Radiation-induced carotid artery stenosis (RICS) is a well-described phenomenon seen after head and neck cancer radiation. Previously published literature suggests that compared to atherosclerotic disease, RICS may result in worse long-term outcomes and early restenosis. This study aims to evaluate the effect of radiation on long-term outcomes after various carotid revascularization techniques using a multi-center registry database.
Patients in the Society for Vascular Surgery (SVS) Vascular Quality Initiative (VQI) registry for carotid artery intervention (carotid endarterectomy, CEA; transfemoral carotid artery stenting, CAS; transcarotid artery revascularization, TCAR), who are 65 years or older were included in the study. VQI Vascular Implant Surveillance and Interventional Outcomes Network (VISION) Medicare-linked database was used to obtain long-term procedure-specific outcomes. Primary endpoints were 3-year death, stroke, and reintervention. We performed propensity matching between patients with prior radiation and those without. Kaplan-Meier analysis and a multivariate logistic regression model were used to analyze the outcome variables.

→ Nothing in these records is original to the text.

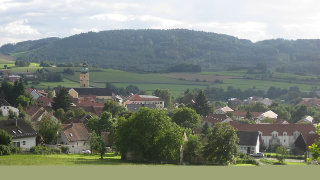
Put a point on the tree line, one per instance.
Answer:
(157, 50)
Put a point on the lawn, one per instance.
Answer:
(271, 162)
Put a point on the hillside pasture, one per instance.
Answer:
(194, 77)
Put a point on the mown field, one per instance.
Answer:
(175, 82)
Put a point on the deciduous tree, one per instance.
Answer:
(187, 117)
(222, 144)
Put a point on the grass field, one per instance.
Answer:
(171, 81)
(59, 159)
(244, 84)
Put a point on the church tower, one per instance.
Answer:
(84, 76)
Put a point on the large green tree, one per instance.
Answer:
(187, 117)
(62, 100)
(104, 123)
(48, 129)
(149, 134)
(222, 144)
(201, 104)
(165, 95)
(315, 148)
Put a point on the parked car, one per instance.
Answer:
(86, 151)
(257, 154)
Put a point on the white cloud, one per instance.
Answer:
(17, 28)
(78, 31)
(250, 19)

A total of 56472 patients had undergone carotid revascularization (CEA, n=48307; TCAR, n=4593; CAS, n=3572), 1244 patients with prior radiation and 54925 patients without prior radiation. Prior radiation group was more likely to be male (71.9% vs. 60.3%, P<0.01), to receive a stent (47.5% vs. 13.5%, P<0.01), and to be on P2Y12 inhibitor (55.2% vs. 38.3%, P<0.01). Propensity matching was performed on 1223 patients (CEA, n=655; TCAR, n=292; CAS, n=287). There were no significant differences in 30-day outcomes for death, stroke, or major adverse cardiovascular events for all three procedures (Table I). The prior radiation group had higher rates of cranial nerve injury (3.7% vs. 1.8%, p = 0.04) and 90-day readmission (23.5% vs. 18.3%, p = 0.01) after CEA. For long-term outcomes, prior radiation significantly increased mortality risk for CEA and CAS (HR 1.77, CI [1.38 - 2.27] and 1.56, CI [1.02 - 2.36], respectively). The 3-year risk of stroke for CEA in radiated patients was also significantly higher (HR 1.47, CI [1.03 - 2.09]) compared to non-radiated patients. Prior radiation did not significantly affect death and stroke in patients undergoing TCAR. Prior radiation also did not impact the rates of short and long-term reintervention after CEA, CAS, or TCAR.
Prior head and neck radiation significantly increases the risk for mortality and stroke for CEA and the risk for mortality after CAS. Long-term outcomes for TCAR are not significantly affected by prior radiation. TCAR may be the preferred treatment modality for patients with radiation-induced carotid stenosis.